- O que é: A síndrome das pernas inquietas é um distúrbio neurológico que causa desconforto nas pernas e vontade irresistível de movê-las, especialmente em repouso.
- Principal benefício: Identificar a relação entre pernas inquietas e ferro baixo permite tratamento direcionado, melhorando a qualidade do sono e o bem-estar diário.
- Dica essencial: Ao sentir desconforto noturno nas pernas, procure orientação médica para avaliar a ferritina e outros marcadores, sem tomar ferro por conta própria.
O desconforto nas pernas que aparece justamente na hora de dormir pode ir além da ansiedade ou agitação. Muitas pessoas sentem formigamento, repuxão ou uma “agonia” que só melhora quando movem as pernas.
Esse padrão noturno pode indicar a síndrome das pernas inquietas, uma condição neurológica frequentemente associada a ferro baixo, mesmo quando os exames de sangue não mostram anemia. Entender essa relação é o primeiro passo para noites mais tranquilas.
Por que a deficiência de ferro afeta o controle dos movimentos?
O ferro não atua apenas na produção de glóbulos vermelhos. Ele participa da síntese de dopamina, um neurotransmissor essencial para o controle dos movimentos e das sensações nas pernas. Quando os estoques de ferro estão baixos, esse sistema pode funcionar de forma inadequada.
Estudos mostram que alterações no metabolismo do ferro estão diretamente ligadas à síndrome das pernas inquietas. O hemograma pode estar normal, mas a ferritina – o marcador que avalia a reserva de ferro – costuma estar reduzida em pessoas com o distúrbio.

Como reconhecer o padrão das pernas inquietas?
A síndrome das pernas inquietas tem características que a diferenciam de outras formas de inquietação. O desconforto costuma surgir ao deitar, ao ficar sentado por muito tempo ou em situações de repouso, e melhora com o movimento.
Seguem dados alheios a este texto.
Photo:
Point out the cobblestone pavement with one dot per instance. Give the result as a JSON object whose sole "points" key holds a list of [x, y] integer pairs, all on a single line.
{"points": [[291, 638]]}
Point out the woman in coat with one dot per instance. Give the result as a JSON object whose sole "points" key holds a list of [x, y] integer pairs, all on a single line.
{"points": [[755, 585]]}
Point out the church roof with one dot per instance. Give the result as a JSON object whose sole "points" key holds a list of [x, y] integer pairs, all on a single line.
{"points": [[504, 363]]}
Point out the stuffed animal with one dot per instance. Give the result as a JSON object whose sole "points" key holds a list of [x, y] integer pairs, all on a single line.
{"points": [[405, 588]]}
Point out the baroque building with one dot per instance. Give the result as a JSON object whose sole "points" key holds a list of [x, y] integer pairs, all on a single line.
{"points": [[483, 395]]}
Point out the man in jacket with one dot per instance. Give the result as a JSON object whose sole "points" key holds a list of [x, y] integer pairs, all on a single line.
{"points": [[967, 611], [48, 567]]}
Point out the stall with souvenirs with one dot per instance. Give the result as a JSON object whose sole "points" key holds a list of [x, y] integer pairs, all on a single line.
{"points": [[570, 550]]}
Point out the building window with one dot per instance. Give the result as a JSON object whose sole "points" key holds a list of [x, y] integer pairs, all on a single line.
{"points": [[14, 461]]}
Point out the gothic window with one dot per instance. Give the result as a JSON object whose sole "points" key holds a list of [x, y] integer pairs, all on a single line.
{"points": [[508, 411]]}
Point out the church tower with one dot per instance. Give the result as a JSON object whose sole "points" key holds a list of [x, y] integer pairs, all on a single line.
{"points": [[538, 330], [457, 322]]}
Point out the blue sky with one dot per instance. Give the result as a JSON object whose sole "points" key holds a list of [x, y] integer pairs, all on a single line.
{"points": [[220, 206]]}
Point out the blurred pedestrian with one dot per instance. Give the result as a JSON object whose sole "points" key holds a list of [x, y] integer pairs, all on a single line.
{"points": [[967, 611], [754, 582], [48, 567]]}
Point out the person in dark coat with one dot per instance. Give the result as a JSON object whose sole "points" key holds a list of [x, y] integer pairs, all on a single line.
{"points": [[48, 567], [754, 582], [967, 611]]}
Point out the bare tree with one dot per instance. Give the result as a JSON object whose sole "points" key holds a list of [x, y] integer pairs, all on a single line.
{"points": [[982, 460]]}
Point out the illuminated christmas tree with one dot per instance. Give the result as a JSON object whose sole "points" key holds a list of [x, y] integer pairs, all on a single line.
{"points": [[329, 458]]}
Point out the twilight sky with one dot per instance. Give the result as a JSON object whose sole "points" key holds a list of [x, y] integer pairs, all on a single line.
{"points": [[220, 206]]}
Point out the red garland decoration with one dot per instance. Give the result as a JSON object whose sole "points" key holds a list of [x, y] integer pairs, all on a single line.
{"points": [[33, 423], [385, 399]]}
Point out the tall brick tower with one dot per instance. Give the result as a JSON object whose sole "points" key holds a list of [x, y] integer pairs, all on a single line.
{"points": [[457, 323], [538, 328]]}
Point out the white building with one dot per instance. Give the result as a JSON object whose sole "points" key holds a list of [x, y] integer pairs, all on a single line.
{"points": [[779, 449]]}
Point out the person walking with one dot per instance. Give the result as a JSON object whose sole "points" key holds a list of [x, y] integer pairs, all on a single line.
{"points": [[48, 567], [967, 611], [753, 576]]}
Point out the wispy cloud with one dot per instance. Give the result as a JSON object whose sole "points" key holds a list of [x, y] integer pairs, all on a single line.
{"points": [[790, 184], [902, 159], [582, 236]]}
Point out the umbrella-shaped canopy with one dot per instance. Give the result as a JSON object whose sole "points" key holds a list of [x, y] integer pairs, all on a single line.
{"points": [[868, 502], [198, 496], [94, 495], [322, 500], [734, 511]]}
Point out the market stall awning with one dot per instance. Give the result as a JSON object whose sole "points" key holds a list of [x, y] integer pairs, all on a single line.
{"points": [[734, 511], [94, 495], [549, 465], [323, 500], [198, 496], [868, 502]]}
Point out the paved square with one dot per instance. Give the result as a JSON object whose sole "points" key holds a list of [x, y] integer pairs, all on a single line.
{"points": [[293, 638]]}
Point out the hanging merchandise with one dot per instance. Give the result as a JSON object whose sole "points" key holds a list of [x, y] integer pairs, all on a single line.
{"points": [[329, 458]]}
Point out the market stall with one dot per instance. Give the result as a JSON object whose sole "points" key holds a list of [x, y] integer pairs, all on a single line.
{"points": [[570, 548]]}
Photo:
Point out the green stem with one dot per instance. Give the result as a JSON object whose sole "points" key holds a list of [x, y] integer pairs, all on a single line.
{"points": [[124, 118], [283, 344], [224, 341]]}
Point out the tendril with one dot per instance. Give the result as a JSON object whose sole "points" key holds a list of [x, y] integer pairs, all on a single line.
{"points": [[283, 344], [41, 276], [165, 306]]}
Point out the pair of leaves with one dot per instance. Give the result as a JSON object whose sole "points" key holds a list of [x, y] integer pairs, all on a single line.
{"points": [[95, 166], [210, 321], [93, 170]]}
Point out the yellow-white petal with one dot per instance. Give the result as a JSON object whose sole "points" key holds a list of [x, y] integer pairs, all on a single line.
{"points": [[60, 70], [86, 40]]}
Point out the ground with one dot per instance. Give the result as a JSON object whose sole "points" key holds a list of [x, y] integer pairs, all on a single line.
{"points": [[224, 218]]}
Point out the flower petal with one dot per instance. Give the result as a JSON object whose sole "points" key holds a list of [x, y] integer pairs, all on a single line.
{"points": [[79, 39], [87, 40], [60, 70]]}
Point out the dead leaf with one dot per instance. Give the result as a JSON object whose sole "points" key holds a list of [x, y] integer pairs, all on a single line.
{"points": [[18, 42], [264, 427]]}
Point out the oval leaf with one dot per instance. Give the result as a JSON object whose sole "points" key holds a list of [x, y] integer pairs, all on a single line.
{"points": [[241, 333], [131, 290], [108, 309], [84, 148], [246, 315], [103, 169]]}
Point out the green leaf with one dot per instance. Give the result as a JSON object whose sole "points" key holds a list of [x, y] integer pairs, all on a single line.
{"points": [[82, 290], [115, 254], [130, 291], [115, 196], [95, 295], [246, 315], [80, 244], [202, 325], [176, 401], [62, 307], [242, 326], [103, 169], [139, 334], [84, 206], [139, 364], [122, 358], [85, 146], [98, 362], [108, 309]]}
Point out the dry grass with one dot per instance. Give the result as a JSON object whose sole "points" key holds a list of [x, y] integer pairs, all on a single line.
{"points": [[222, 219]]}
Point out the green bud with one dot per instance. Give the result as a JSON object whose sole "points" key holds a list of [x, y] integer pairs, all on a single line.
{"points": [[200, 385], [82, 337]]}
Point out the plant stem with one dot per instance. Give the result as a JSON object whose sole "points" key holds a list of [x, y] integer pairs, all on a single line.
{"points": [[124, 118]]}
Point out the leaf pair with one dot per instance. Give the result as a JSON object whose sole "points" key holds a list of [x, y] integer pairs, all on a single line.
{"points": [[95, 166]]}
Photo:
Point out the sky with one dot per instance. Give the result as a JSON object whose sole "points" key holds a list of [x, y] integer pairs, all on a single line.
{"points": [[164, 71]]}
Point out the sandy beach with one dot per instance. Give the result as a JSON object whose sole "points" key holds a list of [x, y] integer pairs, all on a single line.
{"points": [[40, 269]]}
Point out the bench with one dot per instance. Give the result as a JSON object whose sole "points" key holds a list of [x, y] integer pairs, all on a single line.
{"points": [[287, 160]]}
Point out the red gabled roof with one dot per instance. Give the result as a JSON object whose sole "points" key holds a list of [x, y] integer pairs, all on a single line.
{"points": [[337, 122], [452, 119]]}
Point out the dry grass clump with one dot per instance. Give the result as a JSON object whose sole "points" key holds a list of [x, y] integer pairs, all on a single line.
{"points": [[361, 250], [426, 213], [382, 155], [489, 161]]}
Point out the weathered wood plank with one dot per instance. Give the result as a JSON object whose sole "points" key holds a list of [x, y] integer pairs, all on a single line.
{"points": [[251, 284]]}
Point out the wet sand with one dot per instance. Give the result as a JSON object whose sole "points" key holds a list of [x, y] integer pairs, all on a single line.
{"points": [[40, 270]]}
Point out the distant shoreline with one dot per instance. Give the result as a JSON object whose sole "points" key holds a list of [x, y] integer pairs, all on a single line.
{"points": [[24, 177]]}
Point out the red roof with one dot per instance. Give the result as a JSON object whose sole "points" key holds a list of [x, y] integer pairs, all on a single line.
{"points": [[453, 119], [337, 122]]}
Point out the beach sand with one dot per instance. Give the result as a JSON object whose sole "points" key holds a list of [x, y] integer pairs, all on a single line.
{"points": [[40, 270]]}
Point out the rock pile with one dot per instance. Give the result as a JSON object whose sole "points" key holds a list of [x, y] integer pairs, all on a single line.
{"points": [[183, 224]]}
Os principais sinais que ajudam a reconhecer o problema incluem:
- Vontade intensa de mexer as pernas, geralmente com desconforto
- Piora ao descansar, deitar ou ficar sentado por muito tempo
- Melhora parcial ao andar, massagear ou alongar
- Piora à noite ou na hora de dormir
- Sono fragmentado, cansaço diurno ou irritabilidade

O que mostra a revisão científica sobre ferro e pernas inquietas?
Uma revisão publicada no JAMA em 2026 reforçou a ligação entre a síndrome das pernas inquietas e a deficiência de ferro. O estudo destacou que a condição é comum em pessoas com anemia por deficiência de ferro, doença renal avançada e esclerose múltipla.
A revisão enfatiza que o ferro baixo, mesmo sem anemia, pode afetar a produção de dopamina no cérebro. Essa alteração está diretamente relacionada aos sintomas noturnos, explicando por que muitas pessoas sentem as pernas inquietas mesmo com o hemograma normal.
A revisão Restless Legs Syndrome: A Review, publicada no JAMA em 2026, reforça o papel do metabolismo do ferro na síndrome das pernas inquietas.
Mesmo com hemograma normal, níveis baixos de ferritina indicam reservas insuficientes de ferro e podem estar associados aos sintomas noturnos.
O excesso de ferro no organismo pode causar danos ao fígado e ao coração. A reposição deve ser feita apenas com prescrição e monitoramento médico.
Que exames ajudam a investigar a causa?
Quando os sintomas de pernas inquietas se repetem, o médico pode solicitar exames para avaliar as reservas de ferro e outras condições que agravam o quadro. A ferritina é o marcador mais importante, pois reflete os estoques de ferro no organismo.
Além da ferritina, a investigação pode incluir ferro sérico, saturação de transferrina, hemograma completo, função renal (creatinina e ureia), além de vitamina B12 e folato. O médico também revisa medicamentos que podem piorar os sintomas.
Quando procurar avaliação médica?
É recomendado buscar atendimento quando as pernas inquietas atrapalham o sono, acontecem várias noites por semana ou vêm acompanhadas de cansaço intenso, falta de ar, palidez ou menstruação muito intensa. Também é importante investigar quando há necessidade frequente de levantar da cama para aliviar o desconforto.
O tratamento depende da causa identificada, dos exames e da intensidade dos sintomas. Pode envolver reposição de ferro, ajustes de medicamentos e mudanças na rotina do sono. O acompanhamento profissional é essencial para um plano seguro e eficaz.